We Were Dancing is one of the 10 plays written in 1935 to be played in a changing combination as Tonight at 8.30. It first appeared on the same bill as Red Peppers but it has rarely been included in recent revivals.
It is a quirky look at the obsession with falling in love that displays typical Coward tartness and is set in the bar of some colonial outpost from which, on a clear day, you can see Sumatra.
Bored wife Louise Charteris (Lianne Harvey) has fallen in love at first sight with divorced Karl Sandys (James Sindall) and he with her. He is going to elope with her in the morning. They are discovered in a compromising situation but husband Hubert (John MacCormick) is jolly decent about it—it is his sister (Beth Eyre) who is scandalised.
These are all appropriately brittle performances offering a satire on colonial morality for 1930s West End audiences to laugh at. Will the two lovebirds still be so enamoured of each other in the morning?
Despite a spirited production, this still seems rather second-rate Coward. Some other characters are there simply to give a more social setting and because there were actors available from the other plays, though here James Loran makes the most of an opportunity to play pompous retired Major Blake knocking back stingers.
The Better Half is an earlier play first presented as part of a Grand Guignol bill at the Little Theatre in the Adelphi. It was never published and was soon forgotten until rediscovered in the Lord Chamberlain’s script pile by Michael Wilson and Richard Hand. That led to some recent performances. This revival doesn’t make you feel that it needs any more.
If features another wife, Alice (Tracey Pickup), bored with her marriage and her ever-compliant husband David (Stephen Fawkes). She suspects her friend Marion (Beth Eyre) is in love with David. While dressing for dinner, Alice and Marion discuss a society scandal involving a wife-beating husband. Alice seems to thinks that a little bit of beating might live things up in her case.
Marion confesses she does care for David and so Alice asks him if he knows this. Are they having an affair? To encourage him, she confesses her own infidelity (untrue) but still finds him acceptingly complaisant.

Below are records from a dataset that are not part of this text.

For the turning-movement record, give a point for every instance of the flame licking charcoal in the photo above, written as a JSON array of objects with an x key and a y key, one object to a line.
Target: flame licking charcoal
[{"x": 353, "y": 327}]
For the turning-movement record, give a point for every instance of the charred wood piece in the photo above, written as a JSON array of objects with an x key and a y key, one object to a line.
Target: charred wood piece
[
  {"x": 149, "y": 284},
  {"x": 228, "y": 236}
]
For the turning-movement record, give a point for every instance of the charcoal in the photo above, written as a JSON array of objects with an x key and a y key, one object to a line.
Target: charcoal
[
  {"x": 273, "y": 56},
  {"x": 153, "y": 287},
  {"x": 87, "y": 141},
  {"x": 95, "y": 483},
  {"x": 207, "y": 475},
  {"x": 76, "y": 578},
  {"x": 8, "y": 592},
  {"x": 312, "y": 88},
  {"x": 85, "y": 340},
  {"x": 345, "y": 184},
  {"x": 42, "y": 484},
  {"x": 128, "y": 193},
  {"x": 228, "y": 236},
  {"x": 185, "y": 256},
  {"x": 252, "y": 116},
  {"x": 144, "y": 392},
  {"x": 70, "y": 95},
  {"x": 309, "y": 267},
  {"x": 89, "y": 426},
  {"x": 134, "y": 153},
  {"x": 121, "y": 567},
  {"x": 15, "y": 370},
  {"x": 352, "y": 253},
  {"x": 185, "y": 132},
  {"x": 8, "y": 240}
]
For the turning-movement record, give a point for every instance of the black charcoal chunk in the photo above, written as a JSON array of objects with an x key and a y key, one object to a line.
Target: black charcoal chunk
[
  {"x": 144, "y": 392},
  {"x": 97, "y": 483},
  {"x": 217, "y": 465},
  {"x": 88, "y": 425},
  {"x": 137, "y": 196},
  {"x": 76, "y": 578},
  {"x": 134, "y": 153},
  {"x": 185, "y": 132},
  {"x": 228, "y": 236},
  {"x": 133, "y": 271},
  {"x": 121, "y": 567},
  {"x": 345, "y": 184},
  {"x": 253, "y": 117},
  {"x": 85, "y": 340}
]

While undermining the facades of polite society, this isn’t a patch on Coward’s later work and Jimmy Walter’s production doesn’t work wonders with it. In 1922 at the Little, it would presumably have been played as farce and that might have worked better.
At the time, dramatist and critic St John Ervine commented, "when Mr Coward has learned that tea-table chitter-chatter had better remain the prerogative of women he will write more interesting plays than he now seems likely to write."
I in no way agree with Ervine’s sexist sentiment and am glad that his estimate of Coward’s talent later proved very wrong.